Project
The aim of this study is to gain a better understanding of tea consumption by examining the consumer sustainability awareness on tea purchase decision-making when tea is purchased either as a gift or for household self-use.
library(dplyr)
library(tidyr)
library(factoextra)
library(janitor)
library(DataExplorer)
tea = haven::read_sav("data set tea consumption-shared data.sav")

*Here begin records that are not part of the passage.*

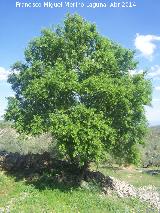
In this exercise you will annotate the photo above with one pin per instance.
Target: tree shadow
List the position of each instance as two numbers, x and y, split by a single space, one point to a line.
152 171
44 172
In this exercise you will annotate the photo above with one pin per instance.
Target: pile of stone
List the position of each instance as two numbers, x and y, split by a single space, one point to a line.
146 193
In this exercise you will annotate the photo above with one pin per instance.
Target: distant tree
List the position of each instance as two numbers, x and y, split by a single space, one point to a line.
77 85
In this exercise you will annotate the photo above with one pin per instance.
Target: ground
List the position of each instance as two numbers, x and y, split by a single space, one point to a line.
42 194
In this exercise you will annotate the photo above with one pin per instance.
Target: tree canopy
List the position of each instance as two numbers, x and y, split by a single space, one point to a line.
76 84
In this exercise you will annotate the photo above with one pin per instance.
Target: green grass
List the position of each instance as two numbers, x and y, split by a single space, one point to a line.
20 196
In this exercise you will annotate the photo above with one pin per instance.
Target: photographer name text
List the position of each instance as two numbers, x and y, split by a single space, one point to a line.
68 4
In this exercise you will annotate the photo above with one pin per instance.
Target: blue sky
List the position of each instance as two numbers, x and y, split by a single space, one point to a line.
136 28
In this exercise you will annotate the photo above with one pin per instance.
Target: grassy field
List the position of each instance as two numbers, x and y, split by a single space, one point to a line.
41 194
44 195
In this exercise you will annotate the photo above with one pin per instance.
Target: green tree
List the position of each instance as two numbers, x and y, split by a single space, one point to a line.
77 85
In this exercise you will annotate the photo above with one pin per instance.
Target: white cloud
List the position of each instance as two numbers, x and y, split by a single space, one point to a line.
3 74
145 44
155 71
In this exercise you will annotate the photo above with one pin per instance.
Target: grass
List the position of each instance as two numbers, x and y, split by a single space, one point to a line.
47 196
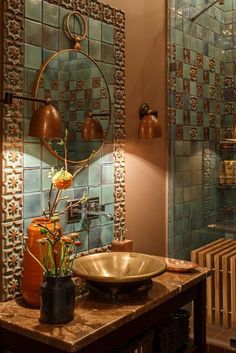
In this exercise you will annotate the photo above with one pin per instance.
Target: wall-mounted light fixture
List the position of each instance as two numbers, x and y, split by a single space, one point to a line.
233 134
149 126
92 128
45 121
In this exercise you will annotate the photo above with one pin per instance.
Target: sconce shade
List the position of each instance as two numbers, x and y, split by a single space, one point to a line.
233 138
45 122
92 129
149 127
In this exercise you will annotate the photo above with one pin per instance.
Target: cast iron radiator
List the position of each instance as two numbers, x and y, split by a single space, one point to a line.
220 257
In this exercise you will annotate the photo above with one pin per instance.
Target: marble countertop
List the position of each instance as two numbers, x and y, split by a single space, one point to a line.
94 316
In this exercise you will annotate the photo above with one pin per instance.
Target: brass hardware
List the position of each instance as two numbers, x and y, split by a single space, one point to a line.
118 267
45 121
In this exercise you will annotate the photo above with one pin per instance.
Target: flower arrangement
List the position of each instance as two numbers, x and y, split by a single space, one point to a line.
57 251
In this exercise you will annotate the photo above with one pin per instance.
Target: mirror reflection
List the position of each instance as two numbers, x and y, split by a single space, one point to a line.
77 88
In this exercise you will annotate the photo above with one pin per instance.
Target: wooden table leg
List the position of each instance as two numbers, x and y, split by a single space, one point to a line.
200 318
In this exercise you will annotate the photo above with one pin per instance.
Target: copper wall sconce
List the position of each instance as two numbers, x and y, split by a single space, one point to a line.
45 121
149 126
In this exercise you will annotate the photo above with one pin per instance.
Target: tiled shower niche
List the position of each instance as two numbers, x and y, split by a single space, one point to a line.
202 108
32 31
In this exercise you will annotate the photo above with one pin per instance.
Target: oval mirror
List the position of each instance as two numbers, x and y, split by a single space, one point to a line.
77 88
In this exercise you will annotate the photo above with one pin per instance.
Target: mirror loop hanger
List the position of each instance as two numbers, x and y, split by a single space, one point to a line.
77 38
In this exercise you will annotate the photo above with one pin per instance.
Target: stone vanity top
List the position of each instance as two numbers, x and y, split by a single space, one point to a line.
94 316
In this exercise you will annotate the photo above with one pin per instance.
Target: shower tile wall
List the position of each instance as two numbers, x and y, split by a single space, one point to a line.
33 30
201 81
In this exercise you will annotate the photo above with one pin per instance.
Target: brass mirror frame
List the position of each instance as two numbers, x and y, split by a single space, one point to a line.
36 88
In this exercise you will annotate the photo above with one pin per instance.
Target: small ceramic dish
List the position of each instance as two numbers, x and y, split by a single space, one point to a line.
180 265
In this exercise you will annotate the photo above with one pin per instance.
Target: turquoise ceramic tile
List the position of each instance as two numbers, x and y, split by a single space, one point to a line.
108 71
66 227
30 77
33 9
32 155
95 29
107 194
32 205
107 153
83 237
79 192
107 33
94 175
28 138
50 14
95 192
179 179
33 56
50 37
94 240
48 160
108 53
46 180
107 216
32 180
107 234
33 32
179 38
95 49
81 179
179 195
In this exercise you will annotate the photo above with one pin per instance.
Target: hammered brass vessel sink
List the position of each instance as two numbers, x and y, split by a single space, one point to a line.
118 270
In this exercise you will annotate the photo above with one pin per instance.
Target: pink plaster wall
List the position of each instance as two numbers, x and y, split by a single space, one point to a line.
146 160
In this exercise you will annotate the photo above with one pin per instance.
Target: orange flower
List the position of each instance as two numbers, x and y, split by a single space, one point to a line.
62 179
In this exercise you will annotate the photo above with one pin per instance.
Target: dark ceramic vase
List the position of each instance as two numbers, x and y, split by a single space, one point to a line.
57 300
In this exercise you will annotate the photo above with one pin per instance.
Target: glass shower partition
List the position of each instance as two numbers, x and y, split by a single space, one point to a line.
202 114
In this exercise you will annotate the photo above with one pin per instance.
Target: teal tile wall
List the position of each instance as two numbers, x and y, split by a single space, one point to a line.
44 35
202 108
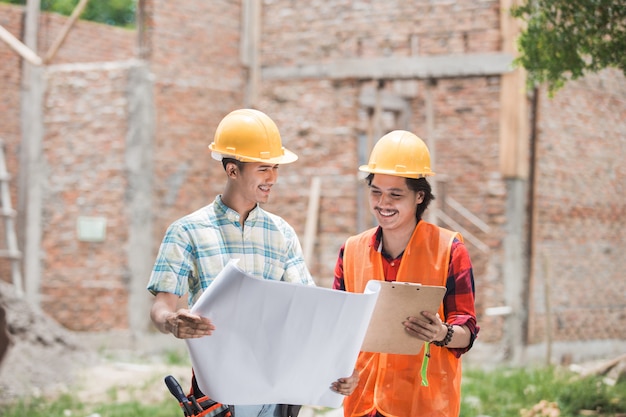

tea <- tea %>% dplyr::select(1:8, 30:34)
tea <- janitor::clean_names(tea)
cols <- colnames(tea)[1:8]
tea[cols] <- lapply(tea[cols], factor)
tea_dum <- DataExplorer::dummify(tea)
EDA
Missing values
plot_intro(tea)
skimr::skim(tea)
Name | tea |
Number of rows | 280 |
Number of columns | 13 |
_______________________ | |
Column type frequency: | |
factor | 8 |
numeric | 5 |
________________________ | |
Group variables | None |
Variable type: factor
skim_variable | n_missing | complete_rate | ordered | n_unique | top_counts |
---|---|---|---|---|---|
purchase_purpose | 0 | 1 | FALSE | 2 | 1: 156, 2: 124 |
sex | 0 | 1 | FALSE | 2 | 2: 144, 1: 136 |
hometown | 0 | 1 | FALSE | 5 | 3: 106, 2: 98, 1: 46, 5: 25 |
age | 0 | 1 | FALSE | 6 | 3: 94, 2: 91, 1: 56, 4: 26 |
ethnic | 0 | 1 | FALSE | 2 | 1: 266, 2: 14 |
education | 0 | 1 | FALSE | 5 | 3: 148, 1: 70, 4: 43, 5: 11 |
job | 0 | 1 | FALSE | 9 | 4: 76, 2: 51, 3: 47, 9: 41 |
monthly_income | 0 | 1 | FALSE | 5 | 2: 102, 3: 82, 4: 39, 5: 31 |
Variable type: numeric
skim_variable | n_missing | complete_rate | mean | sd | p0 | p25 | p50 | p75 | p100 | hist |
---|---|---|---|---|---|---|---|---|---|---|
fac1_sustain | 0 | 1 | 0 | 1 | -3.45 | -0.52 | 0.21 | 0.77 | 1.55 | ▁▂▃▇▇ |
fac2_brand | 0 | 1 | 0 | 1 | -2.80 | -0.76 | -0.04 | 0.81 | 1.82 | ▁▅▇▇▆ |
fac3_prg | 0 | 1 | 0 | 1 | -3.36 | -0.70 | 0.13 | 0.80 | 1.89 | ▁▂▆▇▅ |
fac4_fashion | 0 | 1 | 0 | 1 | -3.04 | -0.57 | 0.08 | 0.65 | 2.62 | ▁▃▇▆▁ |
fac5_conformty | 0 | 1 | 0 | 1 | -3.27 | -0.57 | 0.08 | 0.63 | 2.03 | ▁▂▅▇▃ |
Clustering
WSS plot
factoextra::fviz_nbclust(tea_dum, kmeans, method = "wss")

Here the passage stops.